Лесорубы со странным для постороннего вниманием следили за ростом травы. Наш интерес к божьим былинкам объяснялся просто. От их высоты зависело, когда нас перебросят отсюда на заготовку сена. Проблема кормов для скота была в нашем совхозе одной из важнейших, и поэтому летом на сенозаготовки отправлялось едва ли не все мужское население галаганского лагеря. Как только трава подрастала на какую-нибудь пару-тройку вершков, сенозаготовителей-заключенных перебрасывали на острова в дельте Товуя, на которых располагалась основная часть сенокосных угодий совхоза. Дело в том, что однолетние травы растут здесь невероятно быстро, возможно, что даже быстрее, чем во влажных тропиках. Растительным пасынкам природы надо спешить, чтобы успеть совершить свой жизненный цикл в отпущенный им короткий срок. С рачительностью и жадностью бедняков они используют и скуповатое здешнее тепло, и обильный почти круглосуточный свет. Поэтому пока на сенокосных участках происходит организационная возня, трава подрастает настолько, что ее можно уже косить.

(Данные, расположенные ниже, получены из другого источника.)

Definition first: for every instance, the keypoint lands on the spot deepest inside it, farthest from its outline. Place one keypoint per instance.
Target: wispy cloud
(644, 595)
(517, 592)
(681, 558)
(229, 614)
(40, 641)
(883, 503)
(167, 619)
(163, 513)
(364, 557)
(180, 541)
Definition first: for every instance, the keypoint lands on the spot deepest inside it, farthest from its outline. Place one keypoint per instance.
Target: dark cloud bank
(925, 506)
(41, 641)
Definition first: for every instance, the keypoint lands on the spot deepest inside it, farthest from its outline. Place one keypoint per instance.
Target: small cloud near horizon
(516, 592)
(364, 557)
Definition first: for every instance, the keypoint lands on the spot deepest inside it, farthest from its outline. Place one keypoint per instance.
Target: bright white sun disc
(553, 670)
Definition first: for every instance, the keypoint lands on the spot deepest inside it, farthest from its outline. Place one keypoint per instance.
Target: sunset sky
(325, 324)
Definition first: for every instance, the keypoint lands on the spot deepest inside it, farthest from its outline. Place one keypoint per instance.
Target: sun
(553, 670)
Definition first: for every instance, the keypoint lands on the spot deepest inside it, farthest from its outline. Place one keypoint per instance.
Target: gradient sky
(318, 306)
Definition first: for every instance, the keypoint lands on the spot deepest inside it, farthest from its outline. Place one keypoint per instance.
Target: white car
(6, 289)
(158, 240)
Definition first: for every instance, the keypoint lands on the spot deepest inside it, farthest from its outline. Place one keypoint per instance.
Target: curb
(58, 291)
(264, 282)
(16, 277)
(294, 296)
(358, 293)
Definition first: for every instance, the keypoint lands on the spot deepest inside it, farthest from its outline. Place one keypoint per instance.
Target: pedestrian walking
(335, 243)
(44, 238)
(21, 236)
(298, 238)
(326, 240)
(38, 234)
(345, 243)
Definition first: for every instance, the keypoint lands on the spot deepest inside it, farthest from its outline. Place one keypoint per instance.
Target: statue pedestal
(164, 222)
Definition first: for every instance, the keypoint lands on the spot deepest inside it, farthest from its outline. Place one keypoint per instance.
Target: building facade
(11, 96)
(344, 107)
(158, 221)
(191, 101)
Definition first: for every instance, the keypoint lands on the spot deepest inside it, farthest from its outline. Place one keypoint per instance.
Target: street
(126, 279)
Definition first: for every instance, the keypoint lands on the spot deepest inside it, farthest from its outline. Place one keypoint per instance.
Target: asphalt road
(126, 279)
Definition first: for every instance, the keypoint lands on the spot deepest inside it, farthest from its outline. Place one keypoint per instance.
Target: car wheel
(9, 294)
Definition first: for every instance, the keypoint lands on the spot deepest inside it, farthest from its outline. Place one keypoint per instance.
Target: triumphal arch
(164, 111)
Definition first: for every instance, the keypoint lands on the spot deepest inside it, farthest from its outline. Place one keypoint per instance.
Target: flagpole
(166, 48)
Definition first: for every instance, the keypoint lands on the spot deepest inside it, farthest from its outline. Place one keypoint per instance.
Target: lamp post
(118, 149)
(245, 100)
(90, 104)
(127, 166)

На сенокос стремились не потому, что эта работа была вроде как легче лесоповала. Рабочий день был там гораздо продолжительнее и доходил временами до двух третей суток. Мошка и комары донимали на покосах сильнее, чем в лесу, а жилье было и вовсе никудышным — травяные шалаши. Они не могли защитить даже от комаров, легко проникающих через травяную кровлю. Поэтому в шалашах для отпугивания гнуса постоянно тлели костры — дымари. Работали и жили на сенокосе без конвоя. Нельзя сказать, чтобы лагерный режим угнетал здешних заключенных и на лесных, и на рыболовецких командировках. Но дело тут было в другом. Отсутствие режима и начальственного наблюдения становилось особенно ценным потому, что на уездных речных островах оно сочеталось еще с почти совместным проживанием заключенных обоего пола.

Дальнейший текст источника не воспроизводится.